Les quatre conditions ci-dessus doivent être remplies pour obtenir et conserver le droit à ces allocations. Les travaux préparatoires de la loi du 30 décembre 1988 (loi-programme) contiennent des explications complémentaires, étant que le travailleur ne doit en aucun cas se désintéresser de l’action introduite, sa négligence ne pouvant avoir pour conséquence de mettre l’indemnisation incombant à l’employeur à charge de la collectivité. Ainsi, en cas de faillite, la déclaration de créance doit être introduite dans les délais.

Tel a été le cas en l’espèce. Aucune négligence ne peut dès lors être reprochée à l’intéressée. Vu la faillite intervenue, le jugement admettant la créance était le seul titre exécutoire qu’elle pouvait d’ailleurs obtenir.

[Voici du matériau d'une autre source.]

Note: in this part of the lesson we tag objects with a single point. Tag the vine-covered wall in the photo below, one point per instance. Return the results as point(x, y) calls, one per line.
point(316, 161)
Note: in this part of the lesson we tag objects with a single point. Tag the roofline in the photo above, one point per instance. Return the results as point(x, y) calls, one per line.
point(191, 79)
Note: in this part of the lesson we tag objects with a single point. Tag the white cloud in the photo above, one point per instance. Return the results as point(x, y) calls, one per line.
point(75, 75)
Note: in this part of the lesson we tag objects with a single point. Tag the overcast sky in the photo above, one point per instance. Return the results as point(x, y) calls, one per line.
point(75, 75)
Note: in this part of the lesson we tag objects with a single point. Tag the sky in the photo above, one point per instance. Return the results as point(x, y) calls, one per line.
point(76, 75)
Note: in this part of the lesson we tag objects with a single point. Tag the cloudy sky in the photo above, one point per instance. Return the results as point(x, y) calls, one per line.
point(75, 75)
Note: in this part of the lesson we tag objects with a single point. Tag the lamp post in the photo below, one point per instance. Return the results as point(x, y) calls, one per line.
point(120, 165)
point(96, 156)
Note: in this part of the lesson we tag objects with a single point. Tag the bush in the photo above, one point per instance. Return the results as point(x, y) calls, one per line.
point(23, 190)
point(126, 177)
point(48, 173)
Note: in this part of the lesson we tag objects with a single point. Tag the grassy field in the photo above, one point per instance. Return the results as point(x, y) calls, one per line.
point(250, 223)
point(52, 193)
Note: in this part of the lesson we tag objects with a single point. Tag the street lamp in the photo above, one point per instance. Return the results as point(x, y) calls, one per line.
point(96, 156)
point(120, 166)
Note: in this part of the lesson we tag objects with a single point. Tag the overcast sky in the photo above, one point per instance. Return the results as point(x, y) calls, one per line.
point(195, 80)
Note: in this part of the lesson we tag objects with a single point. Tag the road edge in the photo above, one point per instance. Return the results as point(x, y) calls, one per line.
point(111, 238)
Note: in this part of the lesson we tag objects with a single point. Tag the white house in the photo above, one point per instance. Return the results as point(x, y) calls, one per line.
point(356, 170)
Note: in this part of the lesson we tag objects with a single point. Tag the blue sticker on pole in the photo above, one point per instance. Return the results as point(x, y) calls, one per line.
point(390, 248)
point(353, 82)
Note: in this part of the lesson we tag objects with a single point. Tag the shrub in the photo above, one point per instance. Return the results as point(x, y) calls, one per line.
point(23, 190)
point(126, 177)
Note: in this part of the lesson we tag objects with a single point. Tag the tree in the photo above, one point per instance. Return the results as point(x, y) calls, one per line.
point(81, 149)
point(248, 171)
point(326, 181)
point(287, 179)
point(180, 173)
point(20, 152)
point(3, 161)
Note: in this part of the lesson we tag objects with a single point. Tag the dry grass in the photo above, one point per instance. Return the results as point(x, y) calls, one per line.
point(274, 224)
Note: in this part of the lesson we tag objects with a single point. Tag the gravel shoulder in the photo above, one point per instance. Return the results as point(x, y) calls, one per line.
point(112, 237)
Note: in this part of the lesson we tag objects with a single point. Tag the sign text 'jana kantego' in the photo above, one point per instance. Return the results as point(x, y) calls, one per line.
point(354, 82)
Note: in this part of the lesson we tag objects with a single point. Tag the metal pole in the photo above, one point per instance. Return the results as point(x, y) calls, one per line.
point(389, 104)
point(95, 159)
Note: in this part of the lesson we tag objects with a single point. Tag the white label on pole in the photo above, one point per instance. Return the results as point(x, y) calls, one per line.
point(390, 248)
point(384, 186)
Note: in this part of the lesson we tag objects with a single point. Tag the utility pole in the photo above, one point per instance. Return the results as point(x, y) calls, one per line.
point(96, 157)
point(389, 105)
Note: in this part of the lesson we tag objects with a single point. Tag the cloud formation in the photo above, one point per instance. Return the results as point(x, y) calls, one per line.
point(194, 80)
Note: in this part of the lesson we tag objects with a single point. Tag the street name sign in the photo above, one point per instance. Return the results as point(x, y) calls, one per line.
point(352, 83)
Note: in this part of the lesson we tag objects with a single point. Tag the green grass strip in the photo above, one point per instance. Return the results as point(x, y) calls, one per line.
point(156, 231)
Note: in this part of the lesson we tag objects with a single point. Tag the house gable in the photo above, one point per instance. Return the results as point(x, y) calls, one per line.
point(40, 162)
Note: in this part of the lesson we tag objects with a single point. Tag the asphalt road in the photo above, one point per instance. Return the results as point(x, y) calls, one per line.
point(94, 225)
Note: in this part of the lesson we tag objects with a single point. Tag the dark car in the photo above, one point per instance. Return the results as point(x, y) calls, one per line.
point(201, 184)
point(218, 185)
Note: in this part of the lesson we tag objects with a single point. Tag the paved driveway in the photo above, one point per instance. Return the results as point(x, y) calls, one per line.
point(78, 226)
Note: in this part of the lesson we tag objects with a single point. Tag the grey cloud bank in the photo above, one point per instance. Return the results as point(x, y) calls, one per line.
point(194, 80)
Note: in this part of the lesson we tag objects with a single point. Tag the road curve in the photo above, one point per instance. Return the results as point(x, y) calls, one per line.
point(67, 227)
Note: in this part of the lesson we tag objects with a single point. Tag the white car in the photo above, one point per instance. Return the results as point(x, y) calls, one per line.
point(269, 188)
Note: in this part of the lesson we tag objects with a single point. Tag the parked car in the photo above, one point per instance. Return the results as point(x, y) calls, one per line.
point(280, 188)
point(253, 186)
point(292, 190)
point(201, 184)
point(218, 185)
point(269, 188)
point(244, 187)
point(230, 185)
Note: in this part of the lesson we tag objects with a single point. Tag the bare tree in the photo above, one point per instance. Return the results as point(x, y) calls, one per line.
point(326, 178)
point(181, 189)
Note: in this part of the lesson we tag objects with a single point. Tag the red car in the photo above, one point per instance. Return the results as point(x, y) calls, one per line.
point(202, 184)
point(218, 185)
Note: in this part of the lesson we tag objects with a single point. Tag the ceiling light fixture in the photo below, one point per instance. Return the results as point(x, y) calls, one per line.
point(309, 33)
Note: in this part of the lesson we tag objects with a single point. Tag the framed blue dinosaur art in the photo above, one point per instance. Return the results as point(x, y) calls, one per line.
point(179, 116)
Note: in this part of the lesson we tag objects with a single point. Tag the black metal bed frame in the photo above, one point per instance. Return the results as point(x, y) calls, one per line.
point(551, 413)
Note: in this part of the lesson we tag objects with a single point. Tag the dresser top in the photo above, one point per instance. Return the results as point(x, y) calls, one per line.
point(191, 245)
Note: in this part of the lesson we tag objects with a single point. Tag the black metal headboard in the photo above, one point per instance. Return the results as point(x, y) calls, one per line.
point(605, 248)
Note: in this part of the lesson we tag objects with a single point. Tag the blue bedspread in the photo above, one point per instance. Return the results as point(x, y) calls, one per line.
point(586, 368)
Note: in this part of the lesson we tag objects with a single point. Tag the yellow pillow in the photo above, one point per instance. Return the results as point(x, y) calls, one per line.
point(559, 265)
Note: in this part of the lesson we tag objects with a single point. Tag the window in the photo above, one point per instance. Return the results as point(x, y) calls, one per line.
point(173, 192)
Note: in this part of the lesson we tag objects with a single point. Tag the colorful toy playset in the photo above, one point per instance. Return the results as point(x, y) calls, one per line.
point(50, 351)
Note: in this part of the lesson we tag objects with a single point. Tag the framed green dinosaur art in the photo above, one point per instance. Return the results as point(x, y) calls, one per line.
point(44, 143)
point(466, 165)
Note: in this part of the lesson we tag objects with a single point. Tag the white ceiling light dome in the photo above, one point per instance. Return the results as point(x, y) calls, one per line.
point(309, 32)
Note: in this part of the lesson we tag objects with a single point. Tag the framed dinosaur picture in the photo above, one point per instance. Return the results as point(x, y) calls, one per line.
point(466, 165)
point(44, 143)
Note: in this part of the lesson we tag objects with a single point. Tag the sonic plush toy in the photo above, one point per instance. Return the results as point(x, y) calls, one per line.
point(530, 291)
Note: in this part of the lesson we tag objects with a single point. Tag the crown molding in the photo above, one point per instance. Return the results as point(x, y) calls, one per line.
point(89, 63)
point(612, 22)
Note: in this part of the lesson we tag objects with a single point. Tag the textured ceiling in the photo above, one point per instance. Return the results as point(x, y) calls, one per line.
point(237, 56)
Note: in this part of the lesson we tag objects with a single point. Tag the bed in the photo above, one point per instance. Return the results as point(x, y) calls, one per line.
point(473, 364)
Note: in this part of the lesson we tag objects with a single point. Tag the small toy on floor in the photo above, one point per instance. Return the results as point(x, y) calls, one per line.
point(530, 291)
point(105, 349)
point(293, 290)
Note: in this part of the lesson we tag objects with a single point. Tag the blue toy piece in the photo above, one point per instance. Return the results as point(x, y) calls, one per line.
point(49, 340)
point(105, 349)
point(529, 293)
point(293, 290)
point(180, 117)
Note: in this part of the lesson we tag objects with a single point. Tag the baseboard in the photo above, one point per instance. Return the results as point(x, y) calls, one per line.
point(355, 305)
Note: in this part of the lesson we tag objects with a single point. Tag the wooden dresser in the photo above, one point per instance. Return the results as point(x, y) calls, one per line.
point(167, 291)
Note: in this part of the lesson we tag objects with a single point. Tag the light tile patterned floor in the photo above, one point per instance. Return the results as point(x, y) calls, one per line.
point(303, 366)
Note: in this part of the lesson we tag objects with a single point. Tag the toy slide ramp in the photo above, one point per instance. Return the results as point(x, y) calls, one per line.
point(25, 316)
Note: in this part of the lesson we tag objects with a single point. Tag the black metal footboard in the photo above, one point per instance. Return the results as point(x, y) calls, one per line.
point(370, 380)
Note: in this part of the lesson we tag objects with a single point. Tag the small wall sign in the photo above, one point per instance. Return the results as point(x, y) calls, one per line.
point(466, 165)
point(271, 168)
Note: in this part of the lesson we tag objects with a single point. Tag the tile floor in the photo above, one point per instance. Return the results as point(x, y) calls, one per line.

L’intéressée n’a dès lors nullement laissé prescrire son droit. Elle s’est trouvé dans l’impossibilité, pour des raisons totalement indépendantes de sa volonté, d’obtenir le paiement de l’indemnité : l’actif ne le permettait pas et le Fonds de fermeture a refusé son intervention au motif qu’il s’agissait d’une société pourvoyeuse de main d’œuvre.

Elle peut en conséquence conserver le droit aux allocations provisoires, toutes les conditions étant remplies. La cour renvoie ici à un arrêt de la Cour du travail de Liège du 7 mars 2006 (C. trav. Liège, section Namur, 7 mars 2006, RG 7616-04).

Elle poursuit que l’art. 126 de l’arrêté royal organique (qui prévoit qu’est admis au bénéfice des allocations de chômage le travailleur qui devient chômeur privé de rémunération par suite de circonstances indépendantes de sa volonté) et l’article 214, 5° du même arrêté (en vertu duquel les allocations perçues pendant la période de préavis sans que l’indemnité de congé due ait été payée sont des sommes perçues indûment auxquelles le Comité de gestion est autorisé à renoncer) doivent se lire conjointement.

La créance du travailleur sur son employeur susceptible d’entraîner le refus de l’indemnisation doit être certaine (renvoyant ici à un arrêt de la Cour du travail de Mons du 23 juin 1994 (C. trav. Mons, 23 juin 1994, Chr.D.S., 1994, p.71). Le droit à l’indemnité de rupture ne doit pas être hypothétique, ce qui est le cas lorsqu’il y a impossibilité absolue d’en obtenir le paiement (avec renvoi ici à deux décisions de la Cour du travail de Mons elle-même (C. trav. Mons, 14 mars 2013, RG 2012/AM/65 & 13 mars 2014, RG 2013/AM/209).

La décision administrative n’est dès lors pas légalement justifiée. La Cour confirme l’annulation et rejette l’appel.

Enfin sur la question de la substitution en cas d’annulation de la décision administrative, la cour confirme ce pouvoir mais fait grief à l’ONEm de ne pas émettre des critères autres que ceux examinés ci-dessus.

Intérêt de la décision

La question est fréquente, dans l’hypothèse de la rupture d’un contrat de travail laissant aléatoire la perception par le travailleur de l’indemnité de rupture. Les juridictions sont régulièrement saisies des obligations du travailleur dans cette situation, eu égard à l’article 7, § 12 de l’arrêté-loi du 28 décembre 1944.

La cour a examiné les travaux préparatoires de la loi du 30 décembre 1988, qui a modifié cette disposition.

Dans ses développements à propos de l’étendue des obligations du chômeur, la Cour du travail de Mons renvoie à un arrêt de la Cour du travail de Liège, section Namur, du 7 mars 2006 (RG 7616-04), précédemment commenté.

Nous y renvoyons de manière particulière sur la position de la Cour du travail sur l’arrêt du 6 février 1995 de la Cour de cassation (Cass., 6 février 1995, S.94.0069).